Manolo led the bull in circles around his body, holding the lure in his right hand. With each pass, the horns moved closer to him, but he strove onward. Again and again, he made magic with the flannel, creating poetry in motion like never before.
Gaditano seemed to be aware of what he was doing; giving back to the man he had nearly killed in exchange for the pain he once incited. He followed the lure as surely as Lucinda had done in the training session of old. He seemed to be more than just a brute animal, but somehow human once more.
“This is for you,” he seemed to say. Manolo understood, too. He and his enemy were one. They were killers. Both of them. They did what came naturally.
Every pass, every gesture, and every movement Manolo made had been planned for so long, leading up to the moment where he would sink the sword into the back of Gaditano and watch his great enemy fall.
But then what?
“Then I live with this,” he answered, speaking aloud.
He had paused to rest himself as well as Gaditano, but there were other things he had in store for both his deadly dance partner and the crowd.
Long ago, Carlos Arruza had introduced the arrucina pass to the bullfight, where he positioned the lure behind his back with only the tip of it exposed. To do so with a bull that was worn down from the picador and the barbs was one thing, but Gaditano had suffered none of these indignities. What Manolo proposed was suicide.
“No,” came several screams from those realizing what was about to happen. “No…”
Manolo shook his head up and down in the affirmative. His visage was aglow with demonic rage.
“Gaditano!”
The animal charged, and as if guided by a supernatural force, went for the small portion of cloth, brushing by Manolo Garza.
There was no cheer, but only a scream of 5000 people acting as one mind and voice.
Again, he did the pass, then again and again.
“Ole!

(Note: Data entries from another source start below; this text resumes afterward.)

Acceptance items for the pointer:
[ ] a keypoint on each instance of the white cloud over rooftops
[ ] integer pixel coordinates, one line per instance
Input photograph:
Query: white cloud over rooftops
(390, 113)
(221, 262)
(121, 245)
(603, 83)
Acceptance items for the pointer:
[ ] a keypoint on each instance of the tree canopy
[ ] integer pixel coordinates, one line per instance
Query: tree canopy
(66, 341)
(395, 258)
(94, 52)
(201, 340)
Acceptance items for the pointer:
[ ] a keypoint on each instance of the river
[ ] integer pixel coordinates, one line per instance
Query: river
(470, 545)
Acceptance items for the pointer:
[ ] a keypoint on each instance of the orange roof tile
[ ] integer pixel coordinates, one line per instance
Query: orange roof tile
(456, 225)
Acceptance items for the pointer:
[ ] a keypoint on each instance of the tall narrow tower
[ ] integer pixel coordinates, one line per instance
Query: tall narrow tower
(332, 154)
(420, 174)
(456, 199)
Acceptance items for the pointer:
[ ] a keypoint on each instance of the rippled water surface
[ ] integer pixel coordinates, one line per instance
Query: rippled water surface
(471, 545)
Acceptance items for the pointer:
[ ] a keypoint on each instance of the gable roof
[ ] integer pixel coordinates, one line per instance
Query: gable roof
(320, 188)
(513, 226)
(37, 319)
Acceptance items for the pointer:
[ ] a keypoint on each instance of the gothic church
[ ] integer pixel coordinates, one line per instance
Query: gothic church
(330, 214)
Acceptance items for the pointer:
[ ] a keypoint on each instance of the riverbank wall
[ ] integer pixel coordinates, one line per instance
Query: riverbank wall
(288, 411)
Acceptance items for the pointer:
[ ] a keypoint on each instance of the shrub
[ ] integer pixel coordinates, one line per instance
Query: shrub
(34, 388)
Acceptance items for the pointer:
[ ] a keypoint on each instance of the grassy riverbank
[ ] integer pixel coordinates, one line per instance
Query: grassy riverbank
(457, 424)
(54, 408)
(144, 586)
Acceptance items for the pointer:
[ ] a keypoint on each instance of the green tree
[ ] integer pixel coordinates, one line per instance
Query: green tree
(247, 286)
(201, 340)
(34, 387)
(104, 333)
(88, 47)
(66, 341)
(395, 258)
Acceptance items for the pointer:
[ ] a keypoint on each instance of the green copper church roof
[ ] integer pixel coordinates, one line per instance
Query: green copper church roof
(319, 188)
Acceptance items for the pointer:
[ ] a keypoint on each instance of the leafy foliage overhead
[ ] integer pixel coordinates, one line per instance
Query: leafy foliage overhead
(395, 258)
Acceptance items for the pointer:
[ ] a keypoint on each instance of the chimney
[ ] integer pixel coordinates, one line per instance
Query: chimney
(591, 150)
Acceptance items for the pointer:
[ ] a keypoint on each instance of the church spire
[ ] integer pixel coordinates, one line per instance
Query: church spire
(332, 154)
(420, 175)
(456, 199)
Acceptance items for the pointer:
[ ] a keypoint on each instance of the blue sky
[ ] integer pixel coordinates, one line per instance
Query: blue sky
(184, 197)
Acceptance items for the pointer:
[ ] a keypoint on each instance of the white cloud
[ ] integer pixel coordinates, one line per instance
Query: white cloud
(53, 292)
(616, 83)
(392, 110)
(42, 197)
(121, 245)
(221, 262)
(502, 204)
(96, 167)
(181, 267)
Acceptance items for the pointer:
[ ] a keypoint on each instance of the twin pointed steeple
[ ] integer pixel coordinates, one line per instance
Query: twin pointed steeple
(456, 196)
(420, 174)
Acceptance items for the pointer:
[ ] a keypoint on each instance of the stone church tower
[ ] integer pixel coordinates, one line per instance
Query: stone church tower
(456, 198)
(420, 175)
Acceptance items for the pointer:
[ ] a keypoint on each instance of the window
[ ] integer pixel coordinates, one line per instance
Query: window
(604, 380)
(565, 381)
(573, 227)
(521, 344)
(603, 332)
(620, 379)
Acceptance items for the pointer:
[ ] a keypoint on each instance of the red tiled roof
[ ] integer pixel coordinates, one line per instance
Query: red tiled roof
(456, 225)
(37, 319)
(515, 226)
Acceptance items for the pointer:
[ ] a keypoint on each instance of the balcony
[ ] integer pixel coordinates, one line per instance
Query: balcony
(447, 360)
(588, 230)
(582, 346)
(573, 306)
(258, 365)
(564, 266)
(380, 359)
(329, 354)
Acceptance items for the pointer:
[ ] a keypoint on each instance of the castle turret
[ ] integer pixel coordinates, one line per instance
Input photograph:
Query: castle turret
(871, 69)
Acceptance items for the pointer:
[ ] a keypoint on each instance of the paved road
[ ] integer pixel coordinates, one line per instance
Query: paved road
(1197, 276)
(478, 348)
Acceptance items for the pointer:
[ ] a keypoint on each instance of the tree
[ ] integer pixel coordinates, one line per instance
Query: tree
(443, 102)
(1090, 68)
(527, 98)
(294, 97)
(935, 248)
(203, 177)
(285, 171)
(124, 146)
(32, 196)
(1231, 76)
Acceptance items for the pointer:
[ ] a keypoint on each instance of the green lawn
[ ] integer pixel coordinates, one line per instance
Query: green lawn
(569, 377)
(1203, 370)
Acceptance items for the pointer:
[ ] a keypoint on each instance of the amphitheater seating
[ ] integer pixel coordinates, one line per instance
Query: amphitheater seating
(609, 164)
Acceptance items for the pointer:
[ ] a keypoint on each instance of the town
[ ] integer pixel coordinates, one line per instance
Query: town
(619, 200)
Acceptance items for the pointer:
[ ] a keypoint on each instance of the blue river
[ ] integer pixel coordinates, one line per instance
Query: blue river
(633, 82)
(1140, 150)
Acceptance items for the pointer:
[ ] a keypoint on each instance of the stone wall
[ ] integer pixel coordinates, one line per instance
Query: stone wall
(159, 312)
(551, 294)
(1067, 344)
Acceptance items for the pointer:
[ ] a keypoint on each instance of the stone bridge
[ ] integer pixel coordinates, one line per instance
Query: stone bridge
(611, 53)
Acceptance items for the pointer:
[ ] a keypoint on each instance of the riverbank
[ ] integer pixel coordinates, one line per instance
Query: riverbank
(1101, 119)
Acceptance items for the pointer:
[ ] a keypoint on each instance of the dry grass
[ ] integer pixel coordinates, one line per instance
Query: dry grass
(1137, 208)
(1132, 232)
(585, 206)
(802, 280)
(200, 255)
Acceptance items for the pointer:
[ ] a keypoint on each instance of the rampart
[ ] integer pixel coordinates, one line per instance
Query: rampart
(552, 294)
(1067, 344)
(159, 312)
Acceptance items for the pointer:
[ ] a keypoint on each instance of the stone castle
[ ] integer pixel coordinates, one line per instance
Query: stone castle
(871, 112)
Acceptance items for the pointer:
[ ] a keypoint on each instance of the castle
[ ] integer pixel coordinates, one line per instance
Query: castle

Ole…”
Suddenly, Manolo felt the familiar jolt.
“O...”
He was not sure if he was suspended on the horn of Gaditano or the head, but he was being lifted and thrown. He felt like a human paper airplane, as he sailed over the top of his enemy’s furry back and over the tail in what amounted to a bizarre summersault. He was hurled indignantly to the sand, and as he looked up, Gaditano had turned on him. The problem was the animal was too close, and no one could rescue him in time.
“Gaditano...”
So this was how and where it would end. Beast and not man would rule this day. Now the horn was coming, but where would it strike? The back? The neck? Manolo Garza was destined to die as a victim of his profession. On one hand, he lamented not being able to kill his enemy as he had hoped for so long, but if he was to die, this was where and how it should happen.